Un projet annoncé à de nombreuses reprises, mais toujours retardé; un projet modifié tant de fois qu'on en perd le compte; un projet dont les coûts augmentent par bonds de centaines de millions. Le métro de Laval? Non, la modernisation de la rue Notre-Dame.

Notre collègue Tommy Chouinard révélait mercredi que le projet, qui devait coûter 750 millions selon un communiqué de presse émis en mai 2008, est maintenant évalué au double, soit 1,5 milliard. Un saut à la perche de 750 millions en neuf mois! Il n'y a pas d'autre mot: le processus d'estimation du ministère des Transports est une farce.

 

La ministre, Julie Boulet, a fait porter le blâme à ses fonctionnaires, déplorant qu'ils n'aient pas inclus l'inflation (!) et les contingences (!!) dans l'évaluation produite en 2006 et répétée depuis. Mme Boulet a ordonné l'arrêt des travaux et la révision du projet.

Au ministère, on invoque diverses raisons pour expliquer l'explosion des coûts. On souligne que le sol n'avait pas la consistance prévue et que les canalisations se trouvant sous Notre-Dame sont plus imposantes et nombreuses qu'indiqué sur les anciens plans. N'empêche: un ministère ayant construit tant de routes au fil des décennies devrait être en mesure de prévoir... les imprévus. D'autant plus que l'amélioration de la gestion des grands projets, notamment en ce qui a trait aux prévisions des dépenses, était la principale recommandation du rapport du vérificateur général sur le dérapage du métro de Laval. Ce rapport, rappelons-le, a été publié il y a presque cinq ans.

Lorsque les coûts d'un projet sont aussi grossièrement sous-évalués que ceux du métro de Laval et de la rue Notre-Dame, les citoyens se sentent floués. De plus, le processus décisionnel se trouve faussé: le gouvernement aurait-il accepté d'aller de l'avant s'il avait su qu'il lui faudrait débourser une somme aussi astronomique?

Le réaménagement de Notre-Dame, dont on parle depuis plus de 30 ans, dont le lancement a été annoncé 2001, 2005, 2007 et 2008 et qui a fait l'objet d'un laborieux compromis entre le MTQ et la Ville de Montréal, est à nouveau sur la planche à dessin. Combien de temps faudra-t-il pour arriver à un concept modifié? Ce retard provoquera-t-il une reprise du débat sur la nature de l'aménagement? À quel point la qualité du boulevard-autoroute - un concept hybride dont la fluidité reste à démontrer - sera-t-elle compromise?

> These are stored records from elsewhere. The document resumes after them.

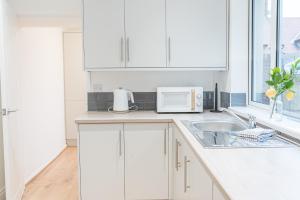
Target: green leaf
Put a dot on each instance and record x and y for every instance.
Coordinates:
(270, 83)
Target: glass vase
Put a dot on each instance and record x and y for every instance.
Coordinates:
(276, 109)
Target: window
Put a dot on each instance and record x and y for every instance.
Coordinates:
(275, 42)
(262, 30)
(289, 47)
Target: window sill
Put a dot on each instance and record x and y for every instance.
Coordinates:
(286, 125)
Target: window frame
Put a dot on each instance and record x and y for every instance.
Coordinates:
(274, 48)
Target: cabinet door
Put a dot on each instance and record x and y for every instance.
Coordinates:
(104, 41)
(197, 33)
(101, 157)
(191, 181)
(146, 163)
(146, 33)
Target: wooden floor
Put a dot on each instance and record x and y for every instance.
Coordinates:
(58, 181)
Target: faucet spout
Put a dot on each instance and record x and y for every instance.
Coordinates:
(252, 119)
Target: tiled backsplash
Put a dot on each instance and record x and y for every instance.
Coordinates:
(233, 99)
(101, 101)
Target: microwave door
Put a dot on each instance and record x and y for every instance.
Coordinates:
(176, 101)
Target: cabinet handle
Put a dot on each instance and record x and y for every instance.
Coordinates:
(193, 100)
(177, 163)
(186, 186)
(128, 50)
(165, 142)
(122, 49)
(120, 143)
(169, 49)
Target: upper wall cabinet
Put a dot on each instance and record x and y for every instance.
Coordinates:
(146, 33)
(197, 33)
(104, 35)
(161, 34)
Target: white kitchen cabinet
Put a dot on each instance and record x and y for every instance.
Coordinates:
(192, 182)
(197, 32)
(146, 161)
(217, 194)
(145, 33)
(101, 157)
(104, 36)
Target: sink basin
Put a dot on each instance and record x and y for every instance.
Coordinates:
(218, 126)
(221, 134)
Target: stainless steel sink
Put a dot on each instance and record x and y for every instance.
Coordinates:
(221, 134)
(218, 126)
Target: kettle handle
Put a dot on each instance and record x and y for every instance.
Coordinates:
(131, 98)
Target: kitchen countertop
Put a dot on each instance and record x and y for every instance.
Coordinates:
(244, 174)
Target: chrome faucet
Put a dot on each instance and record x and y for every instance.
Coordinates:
(251, 123)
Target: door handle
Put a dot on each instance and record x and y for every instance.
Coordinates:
(6, 111)
(186, 186)
(177, 163)
(122, 49)
(165, 142)
(128, 50)
(169, 49)
(120, 143)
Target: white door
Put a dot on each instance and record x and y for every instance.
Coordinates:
(12, 137)
(197, 33)
(101, 156)
(146, 163)
(104, 42)
(145, 33)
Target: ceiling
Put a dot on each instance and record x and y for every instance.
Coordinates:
(47, 8)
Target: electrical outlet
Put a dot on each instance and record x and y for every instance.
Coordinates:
(97, 87)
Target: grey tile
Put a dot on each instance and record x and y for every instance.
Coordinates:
(238, 99)
(208, 100)
(225, 99)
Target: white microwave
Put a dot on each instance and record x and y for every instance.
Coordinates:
(179, 99)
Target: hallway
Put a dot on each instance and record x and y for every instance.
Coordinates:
(59, 181)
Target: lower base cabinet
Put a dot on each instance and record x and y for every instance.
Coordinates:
(124, 161)
(101, 162)
(191, 181)
(146, 161)
(133, 161)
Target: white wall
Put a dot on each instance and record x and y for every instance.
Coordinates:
(12, 137)
(236, 79)
(148, 81)
(2, 172)
(75, 84)
(42, 101)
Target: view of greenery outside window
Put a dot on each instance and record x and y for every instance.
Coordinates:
(261, 48)
(285, 28)
(289, 47)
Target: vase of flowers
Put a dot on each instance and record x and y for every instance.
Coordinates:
(281, 83)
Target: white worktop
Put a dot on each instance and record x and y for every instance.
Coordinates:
(244, 174)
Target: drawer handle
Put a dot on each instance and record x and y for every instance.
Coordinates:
(177, 163)
(186, 186)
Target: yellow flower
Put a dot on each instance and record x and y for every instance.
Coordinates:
(290, 95)
(271, 93)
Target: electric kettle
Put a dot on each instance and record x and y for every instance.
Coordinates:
(121, 98)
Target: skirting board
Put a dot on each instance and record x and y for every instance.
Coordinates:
(72, 142)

Hier, autant à la Ville qu'au ministère, on parlait de solutions relativement simples qui permettraient d'économiser des dizaines, voire des centaines de millions. S'il était aussi simple de dépenser moins d'argent, pourquoi ne pas avoir adopté ces mesures dès le départ?

Jean Charest avait fait ses choux gras de l'explosion des coûts du prolongement du métro vers Laval. Voici le premier ministre puni par où il a péché. Les libéraux sont menacés d'avoir à leur passif leur propre fiasco dans le domaine du transport. Aussi étonnant et déprimant que cela soit, ni les politiciens ni les fonctionnaires ne semblent avoir tiré d'enseignements de la saga du métro de Laval.